The naive and idealistic Jefferson Smith, the leader of the Boy Rangers, was appointed by a spineless governor of his state. He is reunited with the state’s senior senator – the childhood hero and hopeful of the president, Senator Joseph Paine. In Washington, however, Smith discovers many shortcomings of the political process when his fervent goal of the national boys’ camp leads to conflict with the state’s political boss, Jim Taylor. Taylor first tries to corrupt Smith and then tries to destroy Smith through a scandal.
IMDb Score: 8.1
Ninotchka is a 1939 American romantic comedy film made for Metro-Goldwyn-Mayer by producer and director Ernst Lubitsch and starring Greta Garbo and Melvyn Douglas. It was written by Billy Wilder, Charles Brackett and Walter Reisch, based on a story by Melchior Lengyel.

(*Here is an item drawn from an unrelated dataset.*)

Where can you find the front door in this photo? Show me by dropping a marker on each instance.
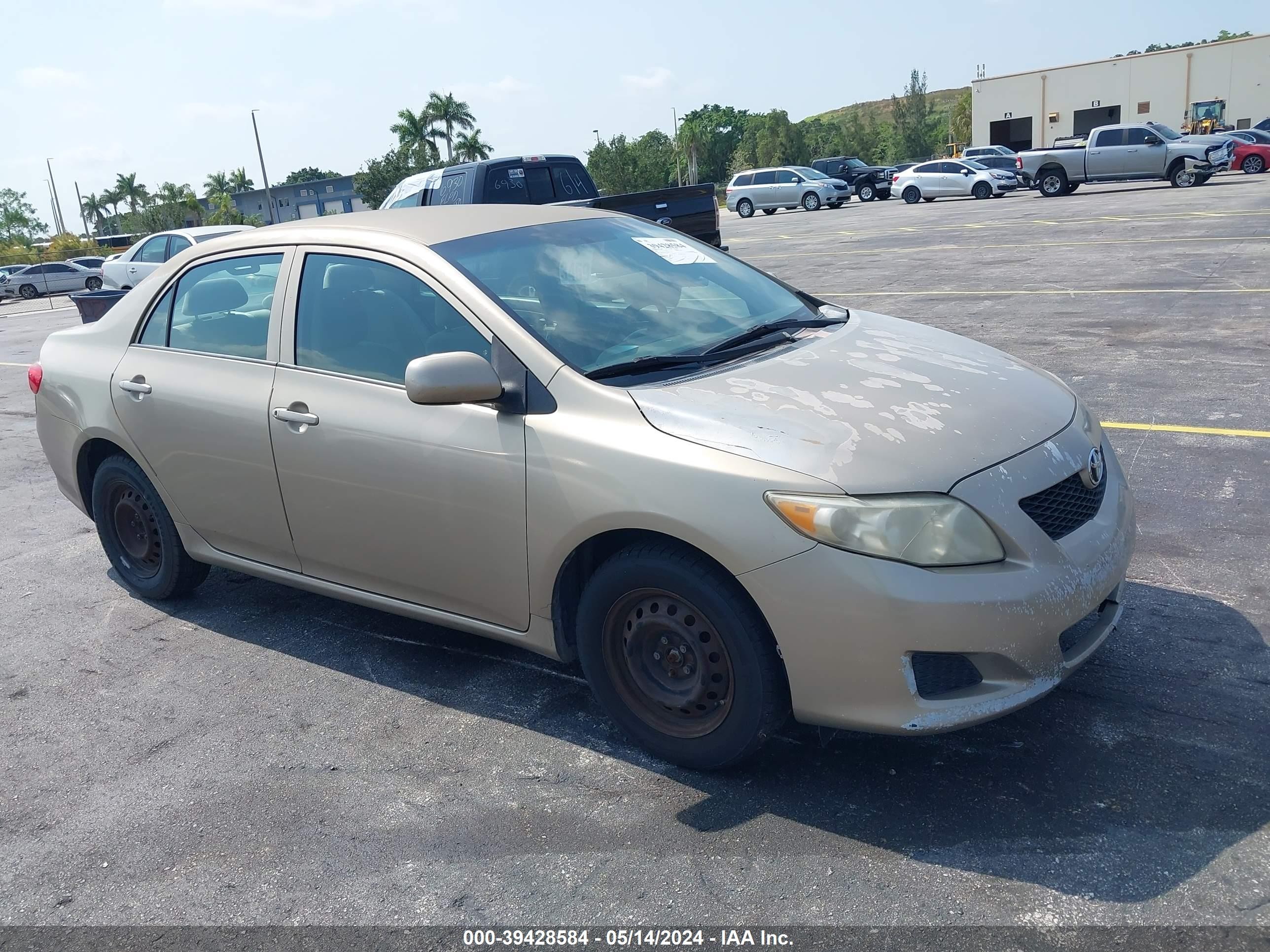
(193, 394)
(420, 503)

Only the royal suite at the largest hotel in Paris has a safe large enough to hold Duchess Swana’s jewelry. So three Russians who came to sell jewelry settled in the apartment until a higher-ranking official was dispatched to find out what was delaying the sale. She is Ninotchka, enchanting Count Leon who was once a loyal servant of the Duchess.
IMDb Score: 7.9
Sin City (2005)
Adapted from the comic book of the same name and directed by Frank Miller himself, Sin City (Translation: Crime City) is a black comedy film with many shooting and bloody scenes on the subject of crime.
The film is a work of many small stories inside, each story stitched together into a panorama of the crime city. Four crime stories adapted from popular comic books by Frank Miller, centered around a muscular brute searching for the person responsible for the death of his beloved Goldie (Jaime King), A man fed up with Sin City’s corrupt law enforcement, a cop risks his life to protect a girl from a deformed pedophile and an assassin.